この曲は前回の第100回全国高校サッカー選手権大会のテーマ曲で、歌手で女優の上白石萌音が歌っている。彼女の透明感あふれる歌声とどことなく壮大な曲調が弱気になっていた私をかなり勇気づけてくれた。そして「もう二度とない今を走れ」というフレーズを耳にし、これは頑張るしかないなと思い直して眠りについた。
マラソン当日の11月6日は清々しい秋晴れとなり、フルマラソンの部では12,671人が午前9時一斉にスタートした。私は最初の5㎞までは順調な滑り出しだったが、10㎞あたりでペースが落ち始め、中間点(新湊大橋)を超え27㎞付近から猛烈に足が痛み出し、35㎞手前で辛さのピークに達した。途中、何人もの県外(と思われる)ランナーが「立山連峰が綺麗だね」「ます寿司おいしかったね」などと語り合いながら私を追い越していった。今回の自分には、素晴らしい景色を眺めたりおいしい富山を味わったりする余裕すらなかった。
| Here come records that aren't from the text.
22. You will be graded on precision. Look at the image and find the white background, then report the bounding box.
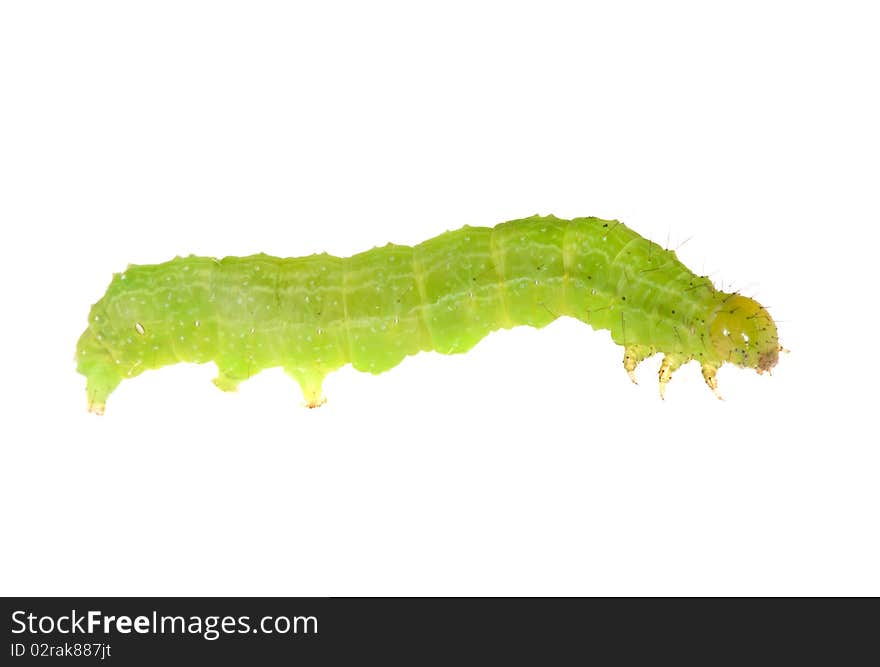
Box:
[1,1,877,596]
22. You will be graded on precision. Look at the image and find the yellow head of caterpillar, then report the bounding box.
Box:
[709,294,780,373]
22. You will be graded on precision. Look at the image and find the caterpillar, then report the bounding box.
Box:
[76,215,782,414]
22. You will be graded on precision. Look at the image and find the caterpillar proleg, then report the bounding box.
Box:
[76,215,782,413]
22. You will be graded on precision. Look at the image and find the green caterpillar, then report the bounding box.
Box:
[76,215,782,413]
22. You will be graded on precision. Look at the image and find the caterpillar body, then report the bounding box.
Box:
[76,215,781,414]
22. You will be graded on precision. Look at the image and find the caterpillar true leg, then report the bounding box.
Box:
[701,364,723,400]
[623,344,654,385]
[658,354,688,400]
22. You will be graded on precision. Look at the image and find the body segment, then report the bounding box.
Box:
[76,215,781,413]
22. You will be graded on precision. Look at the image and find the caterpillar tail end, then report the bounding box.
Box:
[84,373,122,415]
[77,328,122,415]
[81,370,122,415]
[87,395,107,416]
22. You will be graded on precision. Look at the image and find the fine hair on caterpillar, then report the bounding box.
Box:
[75,215,783,414]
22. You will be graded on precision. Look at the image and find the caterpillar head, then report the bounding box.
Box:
[709,295,780,373]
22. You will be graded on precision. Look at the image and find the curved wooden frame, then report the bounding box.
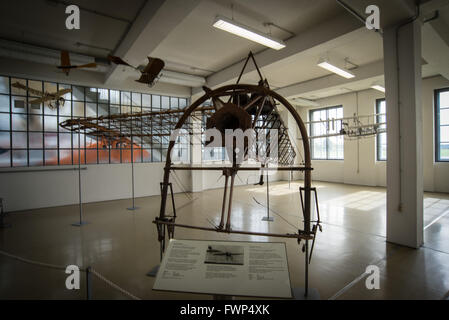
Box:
[154,83,315,296]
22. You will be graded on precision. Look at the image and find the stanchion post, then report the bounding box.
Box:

そんな時、私を追い越していったランナーのTシャツの背に記された「前を向いて進んでいけば 必ず道は開ける」という文字が目に飛び込んできた。昨年、本校の創校記念式の講演に来ていただいた磯野あずささん(元女子マラソン日本代表)が色紙に書いてくれた言葉だった。これには本当に勇気づけられた。必死の思いでゴールまでたどり着き、結果は5時間51分31秒(9,031位)。後半歩いた距離もあったが、諦めなくてよかったと思う。走るのは自分だが、周囲の励まし、音楽や言葉のもつ力を実感した今年の富山マラソンだった。